Taxes haunt TV evangelism's best-known pair

IRS says Bakker, Messner owe $3 million from '80s

Baltimore Sun/October 13, 2002

Charlotte, N.C. -- They survived national scandal, married new partners and started new lives, but TV evangelism's best-known couple - Jim Bakker and Tammy Faye Messner - remain haunted by IRS demands for $3 million.

The Internal Revenue Service says Bakker and Messner owe personal income taxes from the 1980s when they were building their Praise The Lord empire. Their sprawling Fort Mill, S.C., theme park and retreat - Heritage USA - drew 6 million visitors at its 1986 peak. But the ministry collapsed after revelations of Jim Bakker's sexual encounter with a former church secretary. He later went to prison for bilking followers out of $158 million.

Usually, the IRS has 10 years to collect taxes, but recent court filings show the agency continues to demand Bakker and Messner pay the taxes, some more than 20 years old.

"It's a life sentence," said Char Graham, Jim Bakker's current mother-in-law. "He can't ever get out from under. It's become so overwhelming to even try and fight it."

The IRS assessed the taxes against the Bakkers after revoking the PTL ministry's nonprofit status, said Roe Messner, Tammy Faye's husband since 1993. That status allowed the ministry to provide the Bakkers with a housing allowance and other expenses, such as utilities, common benefits for clergy. Stripped of tax-exempt status, the benefits became personal income - and taxable.

For more than 15 years, the IRS has been trying to collect taxes it says the Bakkers owe from 1981 through 1986. As a normal part of the collection process, the agency had also filed liens against the couple.

With a lien in place, the IRS can seize assets, such as real estate and bank accounts to pay taxes. But Graham and Messner said there are no assets. Messner said they rent their home in Matthews, N.C.

"We don't have a clue what they're doing and don't plan to trouble ourselves with a call to find out," he said.

When the agency's 10-year collection period expires, liens usually expire, too. Court documents filed last month and in July in county courts in Charlotte, N.C., and York, S.C., indicate the IRS allowed the liens to "mistakenly" expire. The agency reinstated the liens.

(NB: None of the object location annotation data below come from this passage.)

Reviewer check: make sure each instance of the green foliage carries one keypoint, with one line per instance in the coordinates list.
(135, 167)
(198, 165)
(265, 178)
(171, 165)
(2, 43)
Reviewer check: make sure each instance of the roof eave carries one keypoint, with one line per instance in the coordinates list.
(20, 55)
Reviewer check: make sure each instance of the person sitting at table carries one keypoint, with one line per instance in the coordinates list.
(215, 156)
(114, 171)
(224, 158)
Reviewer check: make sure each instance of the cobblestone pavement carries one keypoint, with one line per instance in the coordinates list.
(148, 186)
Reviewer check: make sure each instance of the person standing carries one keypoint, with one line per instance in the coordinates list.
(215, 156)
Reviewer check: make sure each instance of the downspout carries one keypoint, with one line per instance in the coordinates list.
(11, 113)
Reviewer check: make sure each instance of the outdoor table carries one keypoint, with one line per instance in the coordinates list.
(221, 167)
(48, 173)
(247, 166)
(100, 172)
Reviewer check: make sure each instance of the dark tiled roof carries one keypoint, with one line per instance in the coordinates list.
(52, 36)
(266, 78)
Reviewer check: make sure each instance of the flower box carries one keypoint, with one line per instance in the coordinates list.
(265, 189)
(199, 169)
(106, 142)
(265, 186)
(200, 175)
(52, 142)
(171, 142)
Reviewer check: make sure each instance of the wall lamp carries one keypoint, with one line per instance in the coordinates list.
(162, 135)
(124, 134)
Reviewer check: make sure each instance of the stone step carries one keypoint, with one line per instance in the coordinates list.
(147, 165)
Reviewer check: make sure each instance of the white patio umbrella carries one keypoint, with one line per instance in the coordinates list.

Valerie Thornton, an IRS spokeswoman in Greensboro, N.C., said the agency does not often fail to file lien extensions. She said the agency doesn't track the number of such filings.

David Bunn, a former IRS revenue officer, said "It's an overworked, understaffed organization, and it is subject to human frailties."

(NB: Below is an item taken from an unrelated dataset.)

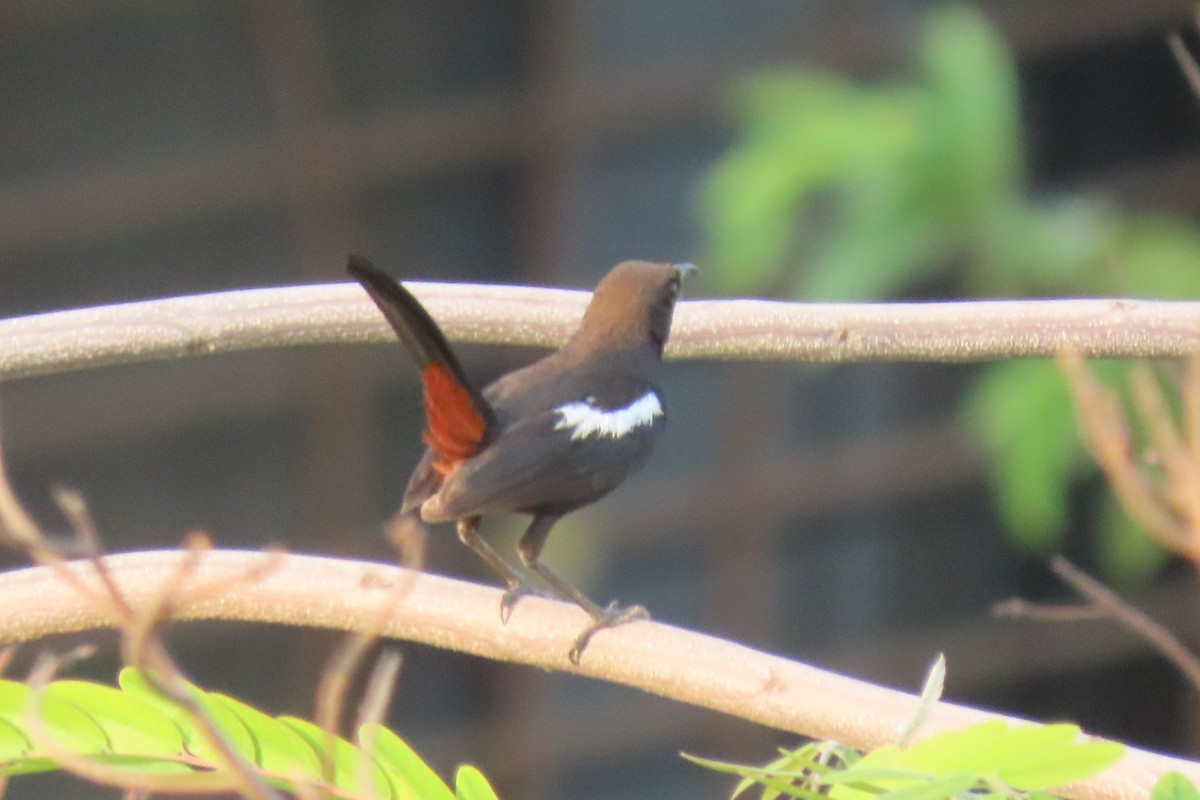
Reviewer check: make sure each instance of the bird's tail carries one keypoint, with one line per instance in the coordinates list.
(460, 421)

Messner said, "It should be a nonissue because it's been more than 10 years. I don't know what kind of games they're playing."

Thornton said the conditions under which the agency extends collection beyond the 10-year period are confidential, and that the IRS would not comment on specifics of the case.

Charlotte tax lawyers Neal Fisher and Steve Horowitz said the rules for extending collection periods beyond the 10-year limit are complicated.

"Each case has its own circumstances that need to be looked at," Horowitz said.

Bunn, a Charlotte tax consultant, was with the IRS during the early years of its Bakker investigation and is familiar with the case. While he did not discuss specifics, he said "The PTL case was a major investigation involving the collection division, the examination division and the criminal investigation division as well as other federal agencies."

The size of the bill, he said, could explain the continuing collection effort. "The government, in doing its job appropriately, should be paying more attention to big dollars," he said.

Taxpayers often agree to give the IRS more time to collect past-due taxes, Thornton said. Messner says his wife never gave such authorization. Jim Bakker may have, said Graham, who works in his latest ministry in Branson, Mo.

Graham said IRS personnel visited Bakker soon after he went to prison, before courts drastically reduced his 45-year sentence. He recalls signing something but doesn't remember the details, she said.

"It was a tough time," she said in a telephone interview from Bakker's New Covenant Fellowship. "He thought he was in for 45 years."

Tax lawyer Fisher said such extensions used to be more common and sometimes people didn't understand what they were signing.

Graham and Messner said Jim Bakker and his former wife didn't want to talk about the tax issues and that neither would allow The Observer in Charlotte, N.C., to review the IRS files.

"We don't want to stir the pot," Messner said.

He said the original tax amount was about $500,000. Penalties and interest account for the rest of the bill. The notices reinstating the liens list "James O. and Tamara F. Bakker" as owing $3 million.